VIII - "Deve Chover Mulher!"
Existem alguns mitos quando se trata de músicos de bar. Que todo músico de bar bebe pra cacete, ou usa drogas. Que todo músico de bar é cachorro e mexe com a mulher alheia. Que todo músico de bar vive sem grana, toca por sanduíche e cerveja e, bem trovadinho, vende o corpitcho.
Adoram enquadrar a gente em clichês.
(Bom, nem todos são verdade...)
"Todo músico é safado" é um clichê que se usa bastante na hora de queimar o filme da gente. Se bem que, neste caso, o efeito pode ser contrário, uma vez que, no show business, todo marketing acaba sendo positivo.
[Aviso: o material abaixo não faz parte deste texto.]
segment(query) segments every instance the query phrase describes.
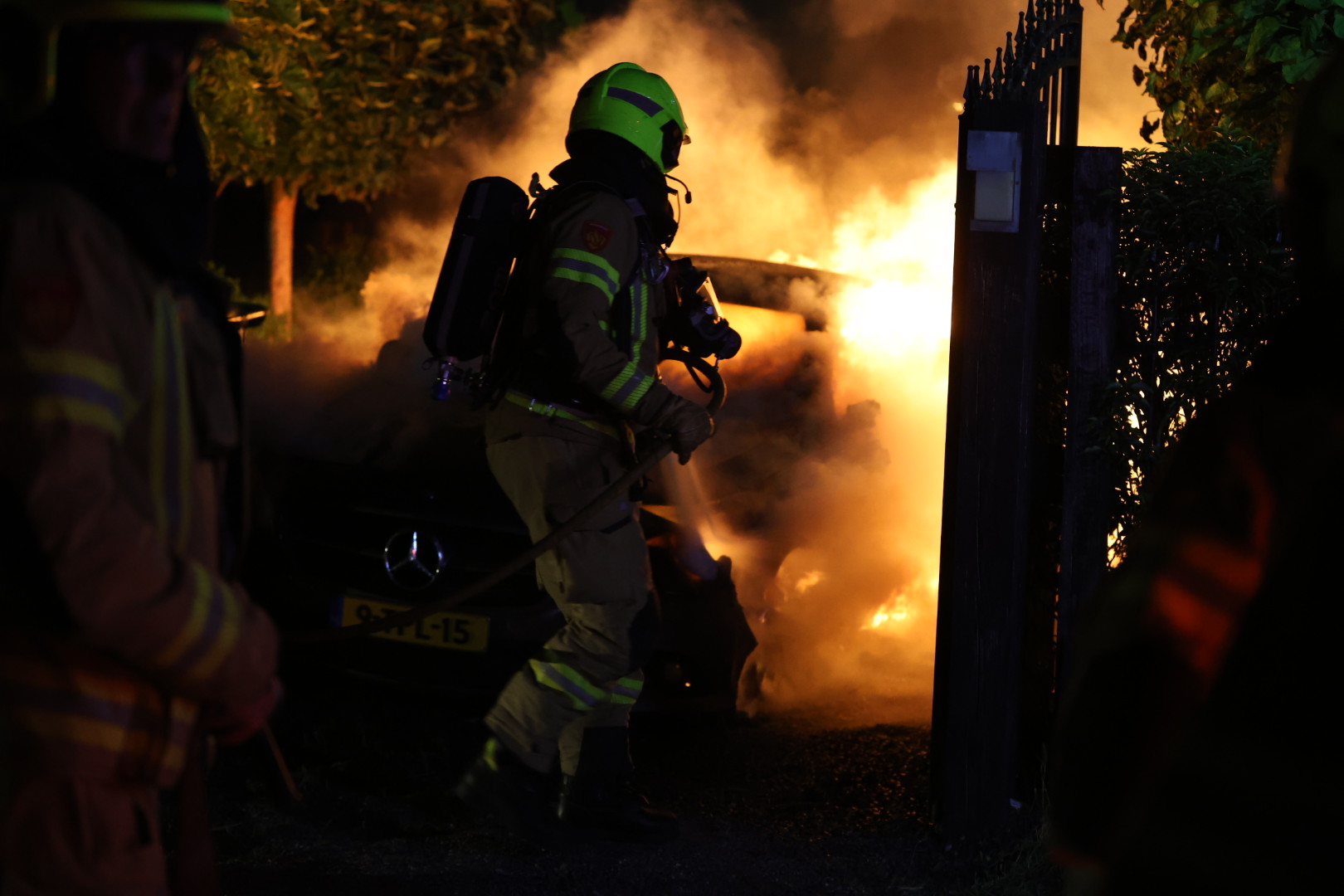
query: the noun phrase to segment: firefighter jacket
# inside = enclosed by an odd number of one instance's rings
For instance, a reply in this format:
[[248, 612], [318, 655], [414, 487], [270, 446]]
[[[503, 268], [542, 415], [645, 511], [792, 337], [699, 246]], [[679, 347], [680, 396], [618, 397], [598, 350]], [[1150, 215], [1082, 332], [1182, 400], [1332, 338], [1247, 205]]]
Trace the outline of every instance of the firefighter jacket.
[[19, 768], [171, 785], [202, 704], [269, 688], [276, 630], [219, 571], [239, 416], [218, 317], [79, 193], [0, 184], [0, 493], [32, 547], [0, 595]]
[[1337, 877], [1344, 403], [1337, 324], [1310, 329], [1181, 434], [1086, 607], [1050, 805], [1060, 858], [1099, 868], [1097, 892]]
[[487, 439], [624, 438], [676, 396], [659, 377], [667, 263], [634, 200], [593, 183], [543, 199], [521, 269], [527, 296], [517, 372]]

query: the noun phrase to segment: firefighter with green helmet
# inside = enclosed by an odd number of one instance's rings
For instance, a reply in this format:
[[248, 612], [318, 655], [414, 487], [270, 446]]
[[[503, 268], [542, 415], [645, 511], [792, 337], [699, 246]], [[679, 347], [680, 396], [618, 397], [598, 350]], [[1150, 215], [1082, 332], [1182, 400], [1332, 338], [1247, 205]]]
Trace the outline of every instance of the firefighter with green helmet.
[[[508, 325], [512, 365], [487, 420], [491, 470], [532, 540], [567, 521], [634, 462], [632, 430], [665, 434], [684, 463], [714, 433], [710, 415], [659, 379], [676, 234], [667, 175], [687, 137], [676, 94], [618, 63], [590, 78], [570, 117], [570, 159], [538, 200], [519, 261], [524, 312]], [[519, 275], [519, 274], [515, 274]], [[492, 737], [457, 793], [524, 837], [559, 819], [601, 837], [664, 841], [671, 813], [632, 786], [630, 707], [659, 626], [634, 496], [606, 506], [542, 556], [538, 578], [563, 627], [505, 685]]]
[[247, 737], [278, 696], [276, 629], [231, 580], [241, 345], [187, 95], [228, 23], [0, 0], [0, 893], [218, 892], [203, 735]]

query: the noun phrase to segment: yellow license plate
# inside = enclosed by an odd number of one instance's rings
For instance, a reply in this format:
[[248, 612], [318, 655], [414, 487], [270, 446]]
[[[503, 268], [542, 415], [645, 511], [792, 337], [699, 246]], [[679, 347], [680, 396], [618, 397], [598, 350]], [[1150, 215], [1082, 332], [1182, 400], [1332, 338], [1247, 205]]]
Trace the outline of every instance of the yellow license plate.
[[[341, 607], [341, 625], [353, 626], [362, 622], [374, 622], [375, 619], [384, 619], [394, 613], [407, 609], [395, 603], [368, 600], [367, 598], [345, 598]], [[374, 637], [421, 643], [426, 647], [485, 650], [489, 634], [491, 621], [488, 617], [470, 617], [462, 613], [435, 613], [407, 626], [378, 631]]]

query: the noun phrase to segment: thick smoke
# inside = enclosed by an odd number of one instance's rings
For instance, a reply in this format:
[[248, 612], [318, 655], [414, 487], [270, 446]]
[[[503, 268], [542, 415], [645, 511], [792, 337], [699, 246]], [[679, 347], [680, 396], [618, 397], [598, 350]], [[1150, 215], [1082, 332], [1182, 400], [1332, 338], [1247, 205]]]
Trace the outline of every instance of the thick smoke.
[[[1021, 1], [809, 0], [749, 15], [762, 4], [636, 0], [571, 34], [448, 157], [423, 161], [388, 228], [396, 261], [370, 277], [364, 309], [263, 353], [267, 383], [302, 387], [270, 395], [271, 433], [343, 459], [413, 450], [426, 415], [442, 414], [423, 399], [418, 325], [462, 188], [485, 175], [548, 183], [579, 85], [637, 62], [673, 85], [692, 137], [675, 173], [695, 201], [673, 254], [851, 277], [741, 278], [734, 301], [796, 313], [731, 310], [747, 340], [724, 364], [720, 431], [689, 472], [664, 476], [683, 519], [734, 557], [761, 641], [745, 705], [926, 717], [958, 102], [966, 64], [1003, 43]], [[1129, 145], [1144, 102], [1128, 63], [1114, 74], [1110, 16], [1087, 16], [1085, 58], [1106, 59], [1107, 85], [1085, 70], [1082, 141]], [[464, 433], [474, 419], [446, 416]]]

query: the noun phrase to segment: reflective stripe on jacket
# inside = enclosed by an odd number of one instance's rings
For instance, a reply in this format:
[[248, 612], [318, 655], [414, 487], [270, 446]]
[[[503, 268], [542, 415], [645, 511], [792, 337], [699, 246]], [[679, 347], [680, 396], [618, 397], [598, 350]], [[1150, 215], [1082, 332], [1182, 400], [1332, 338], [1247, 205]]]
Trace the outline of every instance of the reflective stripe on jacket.
[[[660, 271], [648, 270], [660, 263], [656, 247], [641, 250], [634, 212], [597, 187], [575, 185], [542, 214], [540, 235], [523, 259], [527, 356], [555, 377], [556, 391], [571, 388], [605, 406], [618, 433], [621, 423], [649, 423], [671, 396], [657, 369], [665, 297]], [[489, 441], [610, 438], [587, 420], [530, 415], [508, 403], [492, 418]]]

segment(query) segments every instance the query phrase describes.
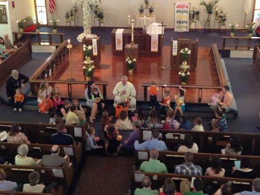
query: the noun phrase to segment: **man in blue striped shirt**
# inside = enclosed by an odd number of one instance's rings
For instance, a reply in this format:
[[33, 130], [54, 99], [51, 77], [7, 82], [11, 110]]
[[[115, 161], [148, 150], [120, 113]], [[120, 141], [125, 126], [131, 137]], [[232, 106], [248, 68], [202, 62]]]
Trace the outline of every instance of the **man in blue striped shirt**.
[[185, 176], [201, 176], [202, 169], [200, 166], [193, 164], [192, 162], [194, 159], [193, 154], [189, 152], [186, 152], [184, 156], [185, 162], [176, 166], [175, 174]]

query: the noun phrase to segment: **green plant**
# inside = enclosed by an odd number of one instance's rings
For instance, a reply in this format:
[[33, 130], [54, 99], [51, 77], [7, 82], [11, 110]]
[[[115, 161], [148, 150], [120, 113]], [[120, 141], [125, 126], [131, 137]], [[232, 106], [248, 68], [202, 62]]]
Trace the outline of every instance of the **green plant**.
[[154, 13], [154, 6], [152, 6], [152, 5], [151, 5], [149, 7], [149, 13], [150, 14], [152, 14], [153, 13]]
[[54, 19], [53, 20], [51, 20], [51, 23], [52, 23], [52, 30], [57, 30], [58, 26], [58, 22], [60, 21], [60, 20]]
[[140, 14], [142, 14], [143, 12], [144, 12], [144, 8], [143, 7], [143, 5], [142, 4], [141, 4], [140, 5], [140, 7], [138, 9], [138, 11], [139, 11]]
[[133, 57], [130, 58], [127, 57], [126, 58], [126, 59], [125, 59], [125, 61], [126, 62], [126, 65], [128, 68], [128, 70], [133, 70], [136, 65], [136, 58]]
[[70, 13], [69, 10], [67, 10], [65, 14], [65, 18], [67, 20], [69, 20], [70, 18]]
[[211, 14], [212, 14], [213, 13], [213, 8], [214, 6], [218, 3], [219, 1], [219, 0], [212, 0], [212, 1], [206, 3], [205, 0], [203, 0], [200, 3], [200, 5], [204, 5], [206, 8], [206, 10], [207, 10], [207, 13], [208, 14], [207, 21], [210, 21], [210, 17]]

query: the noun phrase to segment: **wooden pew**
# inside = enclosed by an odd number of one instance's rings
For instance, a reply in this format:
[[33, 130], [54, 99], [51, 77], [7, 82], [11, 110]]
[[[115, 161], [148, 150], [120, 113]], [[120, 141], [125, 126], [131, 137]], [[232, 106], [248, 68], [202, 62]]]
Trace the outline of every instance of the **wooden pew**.
[[[15, 164], [15, 157], [17, 155], [17, 149], [20, 144], [0, 142], [0, 156], [5, 160], [12, 164]], [[28, 156], [35, 158], [41, 159], [43, 155], [51, 154], [50, 150], [52, 145], [41, 144], [27, 144], [29, 148]], [[70, 161], [77, 166], [79, 164], [82, 156], [81, 143], [74, 142], [72, 146], [60, 146], [60, 155], [64, 156], [68, 155]]]
[[7, 180], [29, 183], [29, 174], [38, 171], [40, 174], [39, 183], [56, 182], [66, 188], [69, 187], [74, 174], [73, 166], [67, 168], [65, 165], [62, 167], [0, 165], [0, 169], [4, 170]]
[[[21, 132], [24, 133], [29, 140], [32, 143], [48, 144], [51, 135], [57, 132], [57, 125], [33, 123], [0, 122], [0, 132], [11, 130], [12, 125], [19, 124], [21, 128]], [[67, 133], [71, 135], [75, 141], [81, 142], [82, 150], [85, 150], [86, 142], [86, 125], [66, 125]]]
[[240, 192], [244, 190], [251, 191], [251, 184], [253, 179], [242, 179], [240, 178], [210, 177], [208, 176], [187, 176], [171, 174], [158, 174], [155, 173], [146, 173], [138, 171], [134, 172], [133, 187], [142, 188], [141, 180], [144, 176], [148, 176], [152, 181], [152, 189], [159, 189], [162, 187], [165, 179], [172, 178], [176, 185], [177, 192], [180, 192], [180, 184], [183, 180], [191, 180], [192, 177], [200, 178], [204, 183], [213, 183], [221, 186], [222, 184], [229, 181], [233, 181], [232, 193]]
[[[173, 172], [175, 165], [182, 164], [184, 162], [184, 153], [178, 153], [172, 151], [160, 151], [158, 160], [164, 163], [167, 167], [168, 172]], [[222, 159], [222, 167], [227, 170], [231, 170], [235, 166], [234, 161], [241, 160], [243, 157], [247, 157], [251, 160], [251, 167], [260, 176], [260, 156], [246, 156], [224, 155], [216, 154], [196, 153], [194, 154], [194, 164], [200, 166], [205, 172], [206, 169], [210, 166], [209, 158], [213, 156], [219, 156]], [[139, 167], [141, 163], [150, 159], [150, 151], [148, 150], [140, 150], [136, 151], [136, 166]], [[227, 172], [226, 171], [226, 173]]]
[[[144, 129], [140, 131], [140, 142], [145, 140], [143, 136], [148, 135], [151, 133], [153, 129]], [[256, 134], [240, 133], [221, 133], [212, 132], [196, 132], [191, 131], [181, 131], [165, 130], [157, 129], [161, 134], [160, 139], [165, 141], [170, 149], [180, 143], [183, 143], [184, 134], [189, 133], [193, 137], [194, 142], [199, 147], [199, 152], [204, 153], [221, 154], [220, 149], [224, 148], [226, 144], [230, 140], [232, 136], [236, 135], [241, 138], [243, 151], [242, 155], [259, 155], [260, 145], [257, 143], [260, 142], [260, 135]], [[172, 138], [166, 138], [166, 134], [172, 135]], [[173, 139], [172, 137], [173, 136]], [[169, 138], [169, 137], [168, 137]]]

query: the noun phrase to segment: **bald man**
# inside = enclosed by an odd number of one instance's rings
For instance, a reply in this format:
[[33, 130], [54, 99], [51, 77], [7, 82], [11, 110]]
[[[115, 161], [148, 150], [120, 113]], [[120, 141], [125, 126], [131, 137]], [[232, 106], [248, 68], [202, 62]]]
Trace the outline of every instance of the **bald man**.
[[7, 79], [6, 86], [6, 95], [11, 105], [14, 105], [15, 102], [16, 89], [24, 88], [24, 84], [28, 80], [28, 77], [19, 73], [16, 70], [13, 70], [12, 75]]
[[67, 168], [70, 168], [71, 164], [69, 157], [65, 156], [63, 158], [59, 156], [60, 150], [58, 145], [53, 145], [51, 149], [51, 155], [43, 155], [40, 164], [46, 167], [62, 167], [65, 164]]
[[113, 94], [115, 96], [114, 106], [126, 102], [128, 103], [128, 110], [133, 111], [136, 110], [136, 91], [133, 84], [127, 81], [127, 77], [122, 76], [121, 81], [116, 85]]
[[153, 148], [150, 151], [150, 160], [144, 161], [140, 166], [140, 171], [161, 174], [168, 173], [165, 165], [158, 160], [159, 156], [158, 151]]

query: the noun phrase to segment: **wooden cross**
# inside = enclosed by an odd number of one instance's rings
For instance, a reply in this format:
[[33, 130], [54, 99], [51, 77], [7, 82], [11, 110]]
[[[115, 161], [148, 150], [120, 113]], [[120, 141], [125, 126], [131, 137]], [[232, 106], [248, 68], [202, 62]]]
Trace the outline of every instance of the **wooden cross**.
[[161, 36], [163, 36], [163, 27], [167, 26], [166, 25], [163, 25], [163, 22], [161, 22], [161, 25], [159, 25], [158, 26], [161, 26]]

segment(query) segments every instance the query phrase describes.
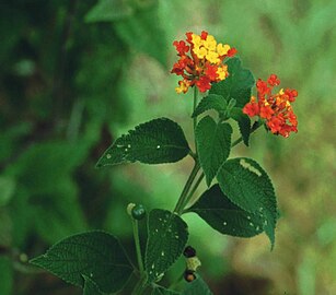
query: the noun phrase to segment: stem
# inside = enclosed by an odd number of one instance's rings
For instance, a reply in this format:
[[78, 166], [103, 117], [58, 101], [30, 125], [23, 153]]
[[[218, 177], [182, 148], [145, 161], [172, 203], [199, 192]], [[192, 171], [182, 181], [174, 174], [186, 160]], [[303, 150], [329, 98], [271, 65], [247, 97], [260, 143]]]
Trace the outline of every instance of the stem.
[[140, 238], [139, 238], [139, 223], [137, 220], [131, 219], [131, 224], [134, 228], [134, 238], [135, 238], [135, 244], [136, 244], [140, 278], [142, 278], [143, 276], [143, 262], [142, 262], [142, 255], [141, 255], [141, 247], [140, 247]]
[[[256, 121], [252, 128], [251, 128], [251, 133], [253, 133], [255, 130], [257, 130], [263, 123], [260, 123], [259, 121]], [[232, 144], [231, 144], [231, 149], [234, 148], [235, 145], [237, 145], [239, 143], [241, 143], [243, 141], [243, 138], [240, 137], [237, 140], [235, 140]], [[188, 202], [192, 200], [193, 198], [193, 194], [195, 193], [195, 191], [197, 190], [198, 186], [200, 185], [201, 180], [204, 179], [205, 177], [205, 173], [201, 172], [201, 174], [199, 175], [198, 179], [196, 180], [193, 189], [190, 190], [190, 192], [187, 194], [186, 198], [184, 198], [184, 202], [183, 204], [181, 205], [182, 206], [182, 210], [184, 210], [184, 208], [188, 204]], [[183, 213], [186, 213], [186, 211], [183, 211]]]
[[174, 212], [176, 212], [178, 215], [181, 215], [181, 212], [183, 211], [183, 205], [185, 203], [185, 199], [187, 198], [188, 191], [194, 182], [194, 179], [197, 175], [197, 173], [199, 172], [199, 164], [198, 162], [195, 162], [195, 166], [189, 175], [188, 180], [186, 181], [183, 191], [181, 192], [181, 196], [178, 198], [178, 201], [176, 203], [176, 206], [174, 209]]
[[194, 187], [192, 188], [190, 192], [188, 193], [188, 196], [185, 198], [185, 202], [183, 203], [183, 209], [188, 204], [188, 202], [192, 200], [195, 191], [197, 190], [198, 186], [200, 185], [201, 180], [205, 177], [205, 173], [201, 172], [201, 174], [199, 175], [198, 179], [196, 180]]
[[[193, 113], [195, 111], [196, 107], [197, 107], [197, 87], [196, 85], [194, 85], [194, 107], [193, 107]], [[197, 126], [197, 116], [194, 117], [194, 138], [195, 138], [195, 151], [196, 151], [196, 155], [197, 155], [197, 143], [196, 143], [196, 126]]]

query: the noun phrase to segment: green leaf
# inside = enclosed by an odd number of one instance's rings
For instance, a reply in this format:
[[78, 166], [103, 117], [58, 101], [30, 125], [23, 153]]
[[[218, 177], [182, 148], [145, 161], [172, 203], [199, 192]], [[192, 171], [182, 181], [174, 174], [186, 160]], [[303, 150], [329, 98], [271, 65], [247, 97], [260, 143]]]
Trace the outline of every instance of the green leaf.
[[86, 275], [83, 275], [84, 287], [83, 295], [102, 295], [103, 293], [99, 290], [97, 285]]
[[100, 0], [85, 15], [85, 22], [113, 22], [134, 13], [127, 0]]
[[84, 285], [83, 275], [88, 276], [104, 293], [121, 290], [132, 273], [119, 241], [100, 231], [68, 237], [31, 263], [81, 287]]
[[[138, 10], [132, 17], [114, 24], [120, 39], [136, 52], [141, 51], [166, 67], [170, 44], [164, 22], [159, 16], [159, 1], [147, 9]], [[150, 32], [150, 34], [149, 34]]]
[[217, 94], [209, 94], [199, 102], [195, 111], [192, 115], [192, 118], [195, 118], [209, 109], [216, 109], [219, 114], [222, 114], [225, 111], [227, 107], [228, 102], [223, 96]]
[[198, 122], [195, 134], [200, 166], [209, 187], [218, 169], [229, 157], [232, 128], [230, 123], [216, 123], [207, 116]]
[[177, 214], [160, 209], [150, 212], [144, 258], [148, 283], [161, 279], [182, 255], [187, 240], [187, 224]]
[[189, 152], [181, 127], [166, 118], [141, 123], [118, 138], [99, 160], [96, 167], [139, 161], [146, 164], [173, 163]]
[[275, 243], [277, 200], [266, 172], [253, 160], [239, 157], [227, 161], [217, 179], [222, 192], [237, 206], [258, 214], [271, 247]]
[[234, 107], [231, 109], [231, 118], [237, 122], [243, 141], [245, 145], [248, 146], [248, 140], [251, 134], [251, 119], [239, 107]]
[[243, 107], [251, 98], [251, 88], [254, 85], [254, 78], [250, 70], [243, 69], [239, 58], [229, 59], [229, 76], [215, 83], [209, 91], [210, 94], [222, 95], [228, 102], [230, 98], [236, 101], [237, 107]]
[[181, 295], [181, 293], [158, 286], [153, 288], [151, 295]]
[[253, 237], [264, 228], [265, 219], [232, 203], [219, 185], [205, 191], [188, 212], [197, 213], [212, 228], [225, 235]]
[[11, 177], [0, 176], [0, 206], [5, 205], [15, 190], [15, 181]]
[[0, 256], [0, 286], [1, 295], [13, 294], [14, 272], [9, 257]]
[[206, 282], [197, 274], [196, 280], [192, 283], [188, 283], [183, 295], [212, 295], [212, 292], [206, 284]]

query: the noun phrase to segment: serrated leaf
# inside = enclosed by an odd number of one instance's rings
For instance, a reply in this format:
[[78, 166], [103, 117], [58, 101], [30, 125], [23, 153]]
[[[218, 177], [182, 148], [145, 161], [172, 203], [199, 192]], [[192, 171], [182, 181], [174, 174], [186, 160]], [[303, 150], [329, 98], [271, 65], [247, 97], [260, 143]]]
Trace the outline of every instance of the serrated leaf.
[[217, 179], [222, 192], [243, 210], [264, 219], [264, 231], [275, 243], [277, 200], [266, 172], [246, 157], [227, 161], [219, 169]]
[[85, 15], [85, 22], [113, 22], [132, 13], [134, 8], [127, 0], [100, 0]]
[[175, 292], [175, 291], [159, 286], [159, 287], [153, 288], [151, 295], [182, 295], [182, 294], [179, 292]]
[[197, 213], [212, 228], [225, 235], [253, 237], [264, 228], [265, 219], [232, 203], [219, 185], [205, 191], [188, 212]]
[[160, 209], [150, 212], [144, 259], [148, 283], [165, 273], [182, 255], [187, 240], [187, 224], [177, 214]]
[[88, 276], [104, 293], [121, 290], [132, 273], [119, 241], [101, 231], [68, 237], [31, 263], [81, 287]]
[[209, 94], [222, 95], [228, 102], [230, 98], [236, 99], [236, 106], [243, 107], [251, 98], [251, 88], [255, 81], [250, 70], [242, 68], [239, 58], [231, 58], [227, 62], [229, 76], [215, 83]]
[[225, 111], [228, 107], [228, 102], [225, 98], [221, 95], [217, 94], [209, 94], [208, 96], [204, 97], [199, 104], [197, 105], [195, 111], [192, 115], [192, 118], [197, 117], [198, 115], [209, 110], [215, 109], [219, 114], [222, 114]]
[[96, 167], [139, 161], [146, 164], [173, 163], [189, 152], [181, 127], [167, 119], [141, 123], [118, 138], [99, 160]]
[[237, 122], [240, 128], [243, 142], [248, 146], [250, 134], [251, 134], [251, 119], [245, 115], [241, 108], [234, 107], [231, 109], [231, 118]]
[[83, 275], [84, 288], [83, 295], [103, 295], [97, 285], [86, 275]]
[[188, 283], [185, 291], [182, 293], [183, 295], [212, 295], [212, 292], [206, 284], [206, 282], [197, 274], [196, 280]]
[[198, 122], [195, 134], [200, 166], [209, 187], [218, 169], [229, 157], [232, 128], [227, 122], [216, 123], [207, 116]]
É como quando você sai de um relacionamento e a pessoa fica falando absurdos de você. Sempre tem quem queira conferir se é verdade. (Falarei mais sobre confusões amorosas em publicações futuras. Não perca!)
Enfim, não sou um cara da noite. Salvo em raras ocasiões, encerro minha apresentação e dou o fora o mais rápido possível. Não é por mal. Dou toda minha energia na música e a bateria acaba. Só isso.
Voltemos aos clichês.
Logo que comecei a tocar, me deparava muito com a frase "cara, tu tocando na noite, deve chover mulher!" Bem, chovendo ou não, logo percebi que não escoava na minha calha. (Talvez a galera do pagode tivesse a calha maior.)
Ha-ha.
Isso me lembrou de uma ocasião. Era meu primeiro show em um pub que se tornara, depois, meu palco semanal.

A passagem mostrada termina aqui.